Type \(\frac{\infty}{\infty}\) as \(x \rightarrow a\): Here the trick is to argue based on the idea that subtracting off some finite amount from numerator and denominator is harmless. This idea alone is not quite enough, because we also need to guarantee that the point \(c\) at which \(f'(c)/g'(c)\) is evaluated can be forced to be as close as desired to \(a\). Assume that neither \(g\) nor \(g'\) vanishes for \(x\) near \(a\). For any distinct points \(x,y\) near to but not equal to \(a\),
\[ \frac{f(y) - f(x)}{g(y)-g(x)} = \frac{f'(c)}{g'(c)}\]
for some \(c\) between \(x\) and \(y\). If \(|f(y)|\) and \(|g(y)|\) are both larger than, for example, \(R \max \{|f(x)|,|g(x)|,1\}\), then
\[ \frac{f(y) - f(x)}{g(y)-g(x)}\]
differs from \(\frac{f(y)}{g(y)}\) by a factor somewhere between \(\frac{R-1}{R+1}\) and \(\frac{R+1}{R-1}\), so
\[ \frac{R-1}{R+1} \frac{f'(c)}{g'(c)} \leq \frac{f(y)}{g(y)} \leq \frac{R+1}{R-1} \frac{f'(c)}{g'(c)}. \]
One way to proceed is to choose \(\epsilon > 0\), let \(\delta\) be such that \(|f'(c)/g'(c) - L| < \epsilon/2\) when \(0 < |c-a| < \delta\); then fix \(x\) with \(0 < |x-a| < \delta\) and some \(R\) so large that
\[ \frac{R+1}{R-1} \left(L + \frac{\epsilon}{2} \right) < L + \epsilon\]
and
\[ L - \epsilon < \frac{R-1}{R+1} \left(L - \frac{\epsilon}{2} \right)\]

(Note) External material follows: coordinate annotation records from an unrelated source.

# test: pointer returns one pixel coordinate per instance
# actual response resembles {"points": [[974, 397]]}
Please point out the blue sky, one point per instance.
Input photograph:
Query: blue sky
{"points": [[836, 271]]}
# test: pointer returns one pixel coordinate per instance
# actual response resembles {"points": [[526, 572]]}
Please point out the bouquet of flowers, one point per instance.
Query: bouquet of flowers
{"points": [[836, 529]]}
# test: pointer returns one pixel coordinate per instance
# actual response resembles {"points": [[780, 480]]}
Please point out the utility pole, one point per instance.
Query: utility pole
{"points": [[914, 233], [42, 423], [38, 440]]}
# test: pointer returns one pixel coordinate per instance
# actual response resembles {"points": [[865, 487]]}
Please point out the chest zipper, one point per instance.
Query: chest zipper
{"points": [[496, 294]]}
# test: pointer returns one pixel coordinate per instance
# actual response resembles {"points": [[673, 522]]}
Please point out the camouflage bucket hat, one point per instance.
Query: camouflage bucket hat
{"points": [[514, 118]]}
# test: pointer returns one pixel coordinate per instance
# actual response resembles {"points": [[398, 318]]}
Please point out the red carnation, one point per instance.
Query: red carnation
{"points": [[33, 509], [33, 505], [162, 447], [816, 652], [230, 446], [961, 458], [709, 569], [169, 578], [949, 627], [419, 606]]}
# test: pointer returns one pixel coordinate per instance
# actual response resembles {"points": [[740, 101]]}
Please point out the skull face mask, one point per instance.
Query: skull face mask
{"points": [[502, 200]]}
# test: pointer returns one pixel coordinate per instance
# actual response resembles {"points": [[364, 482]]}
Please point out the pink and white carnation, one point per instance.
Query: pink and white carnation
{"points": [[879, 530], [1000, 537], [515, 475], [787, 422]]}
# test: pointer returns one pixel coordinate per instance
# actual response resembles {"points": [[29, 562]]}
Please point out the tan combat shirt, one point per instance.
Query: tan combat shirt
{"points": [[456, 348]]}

(which has to exist because the limits as \(R \rightarrow \infty\) are simply \(L + \frac{\epsilon}{2}\) and \(L - \frac{\epsilon}{2}\), respectively). Now Consider any \(y\) sufficiently close to \(a\) so that
\[{}|f(y)|,|g(y)| {}\]
\[{}\geq R \max \{|f(x)|,|g(x)|,1\},{}\]
it will follow that
\[{}L - \epsilon{}\]
\[{}< \frac{R-1}{R+1} \frac{f'(c)}{g'(c)}{}\]
\[{}\leq \frac{f(y)}{g(y)}{}\]
\[{}\leq \frac{R+1}{R-1} \frac{f'(c)}{g'(c)}{}\]
\[{}< L + \epsilon.{}\]
Type \(\frac{\infty}{\infty}\) as \(x \rightarrow \infty\): Can be handled by essentially the same argument as above, but taking \(x\) and \(y\) to be sufficiently large instead of sufficiently close to \(a\).